My NFS timeouts / dirty page writeback problem.

kuvwert@lemmy.dbzer0.com · edit-2 3 months ago

My NFS timeouts / dirty page writeback problem.

deadcade@lemmy.deadca.de · 3 months ago

Sounds like a band-aid fix to a completely different problem. If NFS is timing out, something is clearly broken. Assuming it’s not your network (though it could very well be), it’s likely the Synology NAS. Since they’re relatively closed devices afaik, I sadly can’t help much in troubleshooting. And sure, dumping 25GB on it all at once is heavy, but it should handle that, being a NAS.

kuvwert@lemmy.dbzer0.com · 3 months ago

You could 1000% percent be right here. I don’t have an education on networking or system ops.

The NAS can sustain gigabit writes without complaint. My premis is the kernel isn’t flushing at wire speed in a steady stream. It hoards 2+ GB in page cache then fires a burst of concurrent NFS RPCs all at once. The NAS can’t ack them fast enough and the client declares it dead.

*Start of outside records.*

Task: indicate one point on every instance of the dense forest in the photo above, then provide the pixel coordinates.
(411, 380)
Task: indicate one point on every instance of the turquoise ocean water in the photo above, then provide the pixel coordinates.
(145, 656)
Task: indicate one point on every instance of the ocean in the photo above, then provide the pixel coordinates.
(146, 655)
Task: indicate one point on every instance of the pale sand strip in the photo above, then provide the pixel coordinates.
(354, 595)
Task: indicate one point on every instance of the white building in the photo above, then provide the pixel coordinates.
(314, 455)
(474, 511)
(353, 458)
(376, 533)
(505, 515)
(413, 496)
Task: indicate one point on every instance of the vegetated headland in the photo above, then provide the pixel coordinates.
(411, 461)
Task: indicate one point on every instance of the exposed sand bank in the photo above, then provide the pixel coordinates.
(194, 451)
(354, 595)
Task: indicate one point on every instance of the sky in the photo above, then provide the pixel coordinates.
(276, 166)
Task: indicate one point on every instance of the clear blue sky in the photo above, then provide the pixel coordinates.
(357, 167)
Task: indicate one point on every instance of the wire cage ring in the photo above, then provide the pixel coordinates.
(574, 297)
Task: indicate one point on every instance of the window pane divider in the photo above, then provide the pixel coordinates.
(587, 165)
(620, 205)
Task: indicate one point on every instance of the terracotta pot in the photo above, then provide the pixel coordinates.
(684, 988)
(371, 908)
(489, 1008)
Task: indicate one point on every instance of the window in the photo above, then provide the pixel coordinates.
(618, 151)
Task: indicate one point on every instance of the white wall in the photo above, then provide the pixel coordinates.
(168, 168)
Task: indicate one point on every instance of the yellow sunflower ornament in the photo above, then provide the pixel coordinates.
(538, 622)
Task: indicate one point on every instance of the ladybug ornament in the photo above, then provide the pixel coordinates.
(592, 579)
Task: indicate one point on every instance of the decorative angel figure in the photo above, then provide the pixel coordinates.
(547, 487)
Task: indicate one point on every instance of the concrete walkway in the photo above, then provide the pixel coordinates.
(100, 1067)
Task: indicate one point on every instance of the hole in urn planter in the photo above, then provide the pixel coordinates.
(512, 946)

I ran three dd tests, same 2GB file, same NAS, only changed client config:

128K buffers: 101 MB/s, dies at 2GB
32K buffers: 2.1 GB/s (all page cache, nothing hitting the wire), dies even harder
64MB dirty page cap: steady 11.4 MB/s, zero timeouts, clean finish

The NAS handled all 2GB in test 3 because it arrived as a drip instead of a wall.

At least thats the working theory :)

deadcade@lemmy.deadca.de · 3 months ago

What I’m noticing more, is that you can keep a consistent 11.4MB/s, this feels relatively close to what you’d usually pull through a 100mbit/s link (after accounting for overhead). If that’s the case, it shouldn’t matter how the NFS client decides to chunk the data, for how much throughput there is to the NAS. Which means you’re looking at a broken NFS server that can’t handle large single transmissions.

If it’s not the case, and you’ve got a faster network link, it seems that the NAS just can’t keep up when given >2gb at once. That could be a hardware resource limitation, where this fix is probably the best you can do without upgrading hardware. If it’s not a resource limitation, then the NFS server is misbehaving when sent large chunks of data.

Basically, if your network itself (like switches, cables) isn’t broken, you’re either dealing with a NAS that is severely underspecced for what it’s supposed to do, or a broken NFS server.

Another possibility for network issues, is that your proxmox thinks it has gigabit (or higher), but some device or cable in between your server and NAS limits speed to 100mbit/s. I think it’d be likely to cause the specific issues you’re seeing, and something like mixed cable speeds would explain why the issue is so uncommon/hard to find. The smaller buffers more frequent acknowledgements would sidestep this.

Do note I am also not an expert in NFS, I’m mostly going off experience with the “fuck around and find out” method.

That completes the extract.